The sensitivity of the tongue to sweet, sour, bitter, salty, and other taste qualities is not uniform across its surface. It is most sensitive to sweet and salty substances in the front, and bitter and sour ones in the back and sides, although all three (front, side, and back) tongue regions can detect, to some degree, all of the major sensory qualities. The middle of the tongue has the least number of taste buds and, therefore, is least sensitive to tastants. Individual taste buds have varying numbers of receptor cells sensitive to the basic taste qualities, with some being sensitive to one, others to only a few, and still others to all basic taste qualities. Sweet and umami tastes are mediated by a small family of G-protein-coupled receptors, whereas bitter sensations are mediated by a family of approximately 30 such receptors. The latter receptors are not found on the same cells as the sweet and umami receptors. Responses to most salty-tasting agents likely reflect the entry of Na+ ions into the cells via specialized membrane channels. One type of receptor has been recently identified that seems to mediate most, if not all, sour tastes.
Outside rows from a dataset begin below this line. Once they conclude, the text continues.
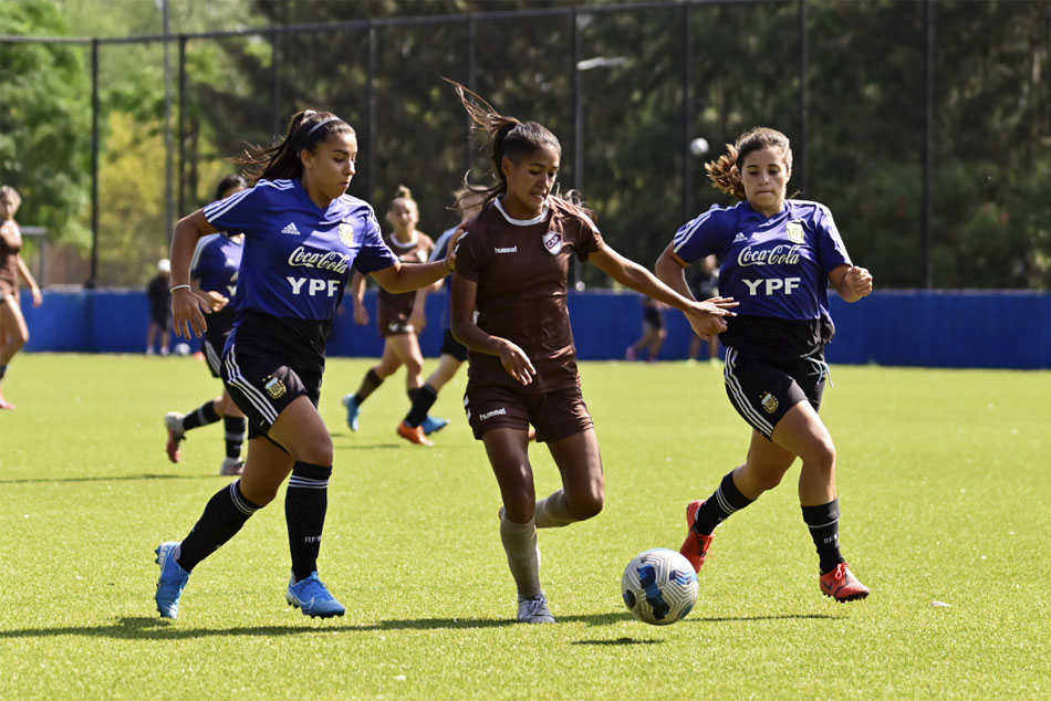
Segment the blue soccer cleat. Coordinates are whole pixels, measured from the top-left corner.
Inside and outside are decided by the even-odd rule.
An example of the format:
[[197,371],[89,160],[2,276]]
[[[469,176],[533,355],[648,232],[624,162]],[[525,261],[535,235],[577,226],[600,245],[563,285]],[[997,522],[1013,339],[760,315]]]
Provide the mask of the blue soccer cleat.
[[162,543],[157,547],[156,563],[160,565],[160,578],[157,579],[157,594],[154,598],[157,601],[157,611],[163,618],[179,617],[179,599],[183,598],[183,589],[189,582],[190,573],[179,567],[175,562],[175,548],[179,543]]
[[357,415],[362,411],[361,405],[354,401],[354,395],[343,395],[343,406],[346,407],[346,425],[352,431],[356,431]]
[[346,613],[343,604],[340,604],[335,600],[335,597],[329,594],[329,589],[322,584],[316,572],[310,573],[310,576],[302,582],[295,582],[293,575],[285,598],[289,600],[289,606],[299,608],[304,616],[311,618],[330,618]]
[[426,419],[419,425],[424,429],[424,436],[430,436],[431,433],[437,433],[446,426],[449,425],[449,419],[436,419],[433,416],[427,416]]

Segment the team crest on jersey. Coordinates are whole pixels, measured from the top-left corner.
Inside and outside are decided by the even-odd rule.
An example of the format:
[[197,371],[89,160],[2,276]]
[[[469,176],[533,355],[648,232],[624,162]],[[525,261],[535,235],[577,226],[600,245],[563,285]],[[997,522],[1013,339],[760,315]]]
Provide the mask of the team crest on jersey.
[[543,247],[548,249],[548,252],[552,255],[558,255],[562,252],[562,233],[559,231],[549,231],[543,234]]
[[346,248],[354,245],[354,227],[345,221],[340,223],[340,241],[343,241]]
[[271,377],[263,384],[263,389],[267,390],[267,394],[270,395],[271,399],[280,399],[284,396],[284,393],[288,391],[288,388],[277,377]]
[[790,221],[785,224],[785,229],[788,229],[789,241],[792,243],[803,243],[805,241],[802,222]]

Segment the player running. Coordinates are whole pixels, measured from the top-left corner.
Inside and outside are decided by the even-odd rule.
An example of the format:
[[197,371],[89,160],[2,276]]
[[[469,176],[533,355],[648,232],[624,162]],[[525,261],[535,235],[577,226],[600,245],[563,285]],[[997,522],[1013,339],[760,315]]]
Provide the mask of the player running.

After activating taste receptor cells, the taste information is carried from the taste buds to higher brain regions via pathways that are dedicated, to a large but not total degree, to a given class of taste stimuli (e.g., sweet-tasting agents). Some such cells are more tightly tuned to a given class of stimuli than other cells, implying that both “labeled line” and “cross-fiber” processes are involved in the coding of information to be sent to higher brain regions for interpretation. The brain identifies tastes in cortical regions where the incoming sensation can be compared to memory stores, thereby allowing a given taste quality to be recognized.
A number of factors influence the ability to taste, including genetics, age, experience, health, and medications that control microbes, hypertension, depression, and cholesterol metabolism. Sensitivity to a number of bitter-tasting compounds is genetically determined and varies considerably among human populations. Studies of Ecuadorian Andean communities find that persons sensitive to bitter tastants are less likely to ingest toxicants that cause thyroid problems than ones who are insensitive to such tastants. However, such persons are more likely than nontasters to succumb to malaria, likely explaining why this genetic dimorphism is maintained in the gene pool.